Panzer vor Palast: Putsch in Bolivien gescheitert, Armeechef inzwischen festgenommen – WELT

In Bolivien hat es einen Putschversuch gegeben. Am Mittwoch rammten gepanzerte Fahrzeuge die Türen des Regierungspalasts in der Hauptstadt La Paz, wie Fernsehaufnahmen zeigten. Präsident Luis Arce meldete zuvor einen „irregulären Truppenaufmarsch“ und rief das Volk zur Gegenwehr auf. Später ernannte der Staatschef demonstrativ drei neue Kommandeure für die bolivianischen Teilstreitkräfte.

Der mutmaßliche Rädelsführer, General Juan José Zúñiga, ist inzwischen festgenommen. Aufnahmen des Staatsfernsehens zeigten, wie er in ein Polizeifahrzeug gebracht wurde. Die Generalstaatsanwaltschaft leitete Ermittlungen gegen den Offizier und seine Mitverschwörer ein. Zúñiga werde Terrorismus und bewaffneter Aufstand gegen die Sicherheit und Souveränität des Staates vorgeworfen.

Auf Fernsehbildern waren zuvor zwei Panzer und mehrere Männer in Militäruniformen auf der Plaza Murillo vor dem Regierungspalast zu sehen. Vor Ort war auch der bisherige Armeechef Zúñiga, der die Rebellion anzuführen schien. „Sicherlich wird es bald ein neues Kabinett von Ministern geben; unser Land, unser Staat kann so nicht weitermachen“, erklärte er vor Journalisten auf dem Platz. „Fürs erste“ erkenne er Arce als Oberkommandierenden aber an.

Nach dem Aufmarsch forderte Präsident Luis Arce die Truppen zur Demobilisierung auf
Nach dem Aufmarsch forderte Präsident Luis Arce die Truppen zur Demobilisierung auf
Quelle: AFP/AIZAR RALDES

Zúñiga äußerte sich zunächst nicht zur Frage, ob er den Putschversuch anführe.

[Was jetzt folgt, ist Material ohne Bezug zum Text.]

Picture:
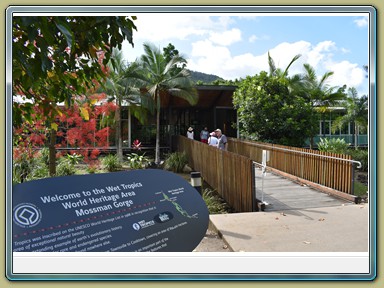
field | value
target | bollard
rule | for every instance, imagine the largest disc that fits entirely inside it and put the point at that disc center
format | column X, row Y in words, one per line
column 196, row 181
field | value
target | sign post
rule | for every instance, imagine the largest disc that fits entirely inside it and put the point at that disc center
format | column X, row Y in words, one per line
column 148, row 210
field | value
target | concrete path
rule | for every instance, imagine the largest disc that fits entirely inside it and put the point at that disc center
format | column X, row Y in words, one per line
column 296, row 219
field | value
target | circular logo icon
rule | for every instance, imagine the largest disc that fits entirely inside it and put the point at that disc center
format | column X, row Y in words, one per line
column 136, row 226
column 26, row 215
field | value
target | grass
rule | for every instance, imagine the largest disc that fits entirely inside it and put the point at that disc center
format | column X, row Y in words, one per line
column 359, row 189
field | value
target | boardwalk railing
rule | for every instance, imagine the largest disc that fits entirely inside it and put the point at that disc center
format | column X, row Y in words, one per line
column 229, row 173
column 331, row 170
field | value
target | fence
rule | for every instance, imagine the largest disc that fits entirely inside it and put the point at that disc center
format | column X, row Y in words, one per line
column 328, row 169
column 229, row 173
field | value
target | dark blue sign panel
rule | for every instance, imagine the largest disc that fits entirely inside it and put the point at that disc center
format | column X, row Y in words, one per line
column 136, row 211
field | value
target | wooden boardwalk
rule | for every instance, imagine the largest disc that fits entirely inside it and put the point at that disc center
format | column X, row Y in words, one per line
column 280, row 194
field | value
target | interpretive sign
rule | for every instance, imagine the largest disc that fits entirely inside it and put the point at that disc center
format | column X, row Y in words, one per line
column 136, row 211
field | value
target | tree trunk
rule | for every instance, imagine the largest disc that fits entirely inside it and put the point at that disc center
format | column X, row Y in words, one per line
column 52, row 153
column 119, row 142
column 157, row 148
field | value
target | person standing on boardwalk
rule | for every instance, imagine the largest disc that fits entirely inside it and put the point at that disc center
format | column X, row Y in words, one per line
column 212, row 140
column 204, row 134
column 190, row 133
column 223, row 141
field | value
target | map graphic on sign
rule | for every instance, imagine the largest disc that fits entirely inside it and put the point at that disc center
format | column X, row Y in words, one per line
column 148, row 210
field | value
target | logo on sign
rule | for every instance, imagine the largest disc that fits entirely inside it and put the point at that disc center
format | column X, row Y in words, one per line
column 163, row 217
column 26, row 215
column 136, row 226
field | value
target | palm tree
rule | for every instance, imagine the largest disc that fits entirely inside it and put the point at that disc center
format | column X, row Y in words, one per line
column 122, row 85
column 170, row 77
column 319, row 93
column 356, row 112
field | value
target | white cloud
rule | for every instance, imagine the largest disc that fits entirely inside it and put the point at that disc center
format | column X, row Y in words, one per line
column 212, row 59
column 253, row 38
column 362, row 22
column 206, row 42
column 226, row 38
column 346, row 73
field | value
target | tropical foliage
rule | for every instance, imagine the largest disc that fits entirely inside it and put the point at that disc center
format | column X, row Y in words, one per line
column 356, row 112
column 162, row 77
column 57, row 57
column 268, row 112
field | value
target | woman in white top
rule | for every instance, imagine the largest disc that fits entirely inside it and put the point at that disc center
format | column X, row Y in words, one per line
column 190, row 133
column 212, row 140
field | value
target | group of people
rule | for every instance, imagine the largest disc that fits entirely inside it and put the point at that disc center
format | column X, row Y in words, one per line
column 215, row 138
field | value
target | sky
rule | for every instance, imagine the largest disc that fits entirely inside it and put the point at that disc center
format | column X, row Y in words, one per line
column 233, row 46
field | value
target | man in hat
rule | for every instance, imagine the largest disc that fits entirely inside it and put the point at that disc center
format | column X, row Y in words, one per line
column 223, row 142
column 190, row 133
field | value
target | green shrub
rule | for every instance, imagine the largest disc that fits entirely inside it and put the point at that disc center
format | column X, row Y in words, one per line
column 362, row 156
column 136, row 161
column 74, row 158
column 335, row 145
column 111, row 163
column 65, row 167
column 22, row 168
column 91, row 169
column 175, row 162
column 44, row 155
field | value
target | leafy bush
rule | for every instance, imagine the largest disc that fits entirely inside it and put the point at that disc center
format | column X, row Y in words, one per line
column 22, row 167
column 335, row 145
column 29, row 166
column 74, row 158
column 175, row 162
column 92, row 168
column 65, row 167
column 111, row 163
column 362, row 156
column 136, row 161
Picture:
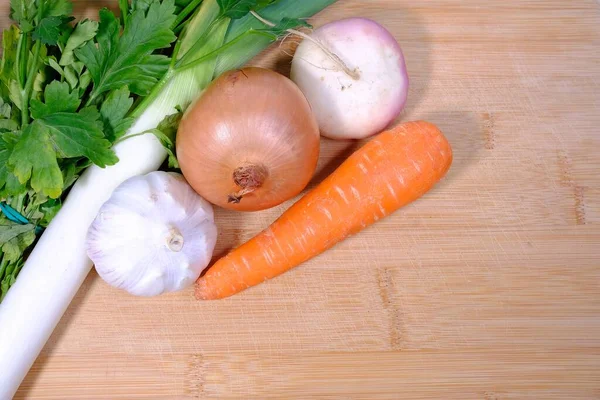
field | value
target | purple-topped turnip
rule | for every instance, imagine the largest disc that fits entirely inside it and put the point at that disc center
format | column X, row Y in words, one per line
column 354, row 76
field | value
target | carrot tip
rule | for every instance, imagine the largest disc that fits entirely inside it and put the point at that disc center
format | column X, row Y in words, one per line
column 201, row 291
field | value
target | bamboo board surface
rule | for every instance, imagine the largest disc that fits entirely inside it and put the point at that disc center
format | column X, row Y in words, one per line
column 486, row 288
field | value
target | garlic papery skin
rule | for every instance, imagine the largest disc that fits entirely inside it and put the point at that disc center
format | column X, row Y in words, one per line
column 154, row 235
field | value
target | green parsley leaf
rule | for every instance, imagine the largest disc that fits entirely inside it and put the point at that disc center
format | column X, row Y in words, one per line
column 285, row 24
column 113, row 112
column 48, row 30
column 33, row 157
column 10, row 40
column 56, row 8
column 236, row 9
column 79, row 134
column 166, row 132
column 57, row 98
column 141, row 4
column 84, row 32
column 9, row 184
column 127, row 60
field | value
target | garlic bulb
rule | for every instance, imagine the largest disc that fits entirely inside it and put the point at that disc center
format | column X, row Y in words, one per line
column 154, row 235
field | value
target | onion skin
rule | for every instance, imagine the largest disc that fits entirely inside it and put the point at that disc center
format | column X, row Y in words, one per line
column 250, row 142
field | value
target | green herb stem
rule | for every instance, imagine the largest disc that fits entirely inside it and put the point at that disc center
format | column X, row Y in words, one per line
column 185, row 12
column 190, row 53
column 156, row 91
column 223, row 48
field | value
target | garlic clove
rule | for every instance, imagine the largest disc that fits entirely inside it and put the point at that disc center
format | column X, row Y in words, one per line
column 154, row 235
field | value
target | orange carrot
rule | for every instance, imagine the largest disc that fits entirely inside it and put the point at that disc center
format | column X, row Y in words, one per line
column 392, row 170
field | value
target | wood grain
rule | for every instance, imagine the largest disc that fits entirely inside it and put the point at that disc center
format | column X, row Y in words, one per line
column 487, row 288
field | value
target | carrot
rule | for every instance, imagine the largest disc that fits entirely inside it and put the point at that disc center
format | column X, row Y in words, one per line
column 392, row 170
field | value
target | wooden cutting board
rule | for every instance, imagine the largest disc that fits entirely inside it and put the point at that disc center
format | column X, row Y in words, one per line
column 486, row 288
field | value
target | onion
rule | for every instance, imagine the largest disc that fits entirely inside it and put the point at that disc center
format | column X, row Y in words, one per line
column 250, row 142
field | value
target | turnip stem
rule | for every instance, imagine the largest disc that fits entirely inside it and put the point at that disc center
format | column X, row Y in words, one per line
column 334, row 57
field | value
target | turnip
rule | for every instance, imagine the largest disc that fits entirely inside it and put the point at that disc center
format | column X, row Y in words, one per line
column 353, row 73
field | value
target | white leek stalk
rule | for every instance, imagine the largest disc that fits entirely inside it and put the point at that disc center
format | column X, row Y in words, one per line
column 56, row 268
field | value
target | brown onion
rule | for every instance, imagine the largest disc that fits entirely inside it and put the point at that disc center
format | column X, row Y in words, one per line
column 250, row 142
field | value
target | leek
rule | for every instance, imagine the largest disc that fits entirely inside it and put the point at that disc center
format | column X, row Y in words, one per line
column 209, row 45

Doch als er auf das Palastgelände gelangte, ergänzte er, dass die Armee versuche, „die Demokratie wiederherzustellen und unsere politischen Gefangenen zu befreien“.

In einer Videobotschaft betonte der von Regierungsmitgliedern flankierte Staatschef später, dass man nicht zulassen könne, dass „wieder einmal Putschversuche das Leben von Bolivianern fordern“. Die Regierung bleibe standhaft und wehre sich gegen jeglichen Putschversuch, betonte Arce.

Vor dem Präsidentenpalast feuerte das Militär Tränengas ab
Vor dem Präsidentenpalast feuerte das Militär Tränengas ab
Quelle: AFP/AIZAR RALDES

Ex-Präsident Evo Morales verurteilte die Truppenbewegung auf der Plaza Murillo ebenfalls auf X und nannte die Vorgänge einen „im Werden begriffenen“ Putsch. Im bolivianischen Fernsehen kursierte ein Video, das zeigte, wie Arce den bisherigen Armeechef Zúñiga in einem Palastgang zur Rede stellte. „Ich bin Ihr Kapitän, und ich befehle Ihnen, Ihre Soldaten abzuziehen. Und ich werde diese Insubordination nicht dulden“, sagte der Präsident.

Der neu ernannte Armeechef José Wilson Sánchez befahl allen Truppen, die sich mobilisiert hätten, zu ihren Einheiten zurückzukehren. Kurz darauf schienen die Truppen und die gepanzerten Fahrzeuge mit dem Rückzug zu beginnen. Hunderte Anhänger Arces strömten später auf die Plaza Murillo, schwenkten bolivianische Flaggen, stimmten die Nationalhymne an und jubelten. Der Präsident bedankte sich in einer Ansprache für den Rückhalt. Soldaten, die sich gegen ihn erhoben hätten, hätten „die Uniform befleckt“, sagte Arce. Er werde dafür sorgen, dass die Demokratie geachtet werde.

In den vergangenen Monaten haben sich die Proteste wegen des wirtschaftlichen Abstiegs Boliviens verschärft, das noch vor 20 Jahren zu den am schnellsten wachsenden Staaten in Lateinamerika gehörte. Das Land erlebt zudem ein Zerwürfnis an der Spitze der Regierungspartei. Arce und sein einstiger Verbündeter Morales ringen vor den für 2025 geplanten Wahlen um die Zukunft der zersplitterten Bewegung zum Sozialismus.

In Lateinamerika putschen die Streitkräfte immer mal wieder. Vor allem in den 1970er- und 1980er-Jahren wurden viele Staaten der Region von Militärjuntas regiert. In Argentinien, Chile und Brasilien fielen ihrer Gewaltherrschaft Zehntausende Menschen zum Opfer.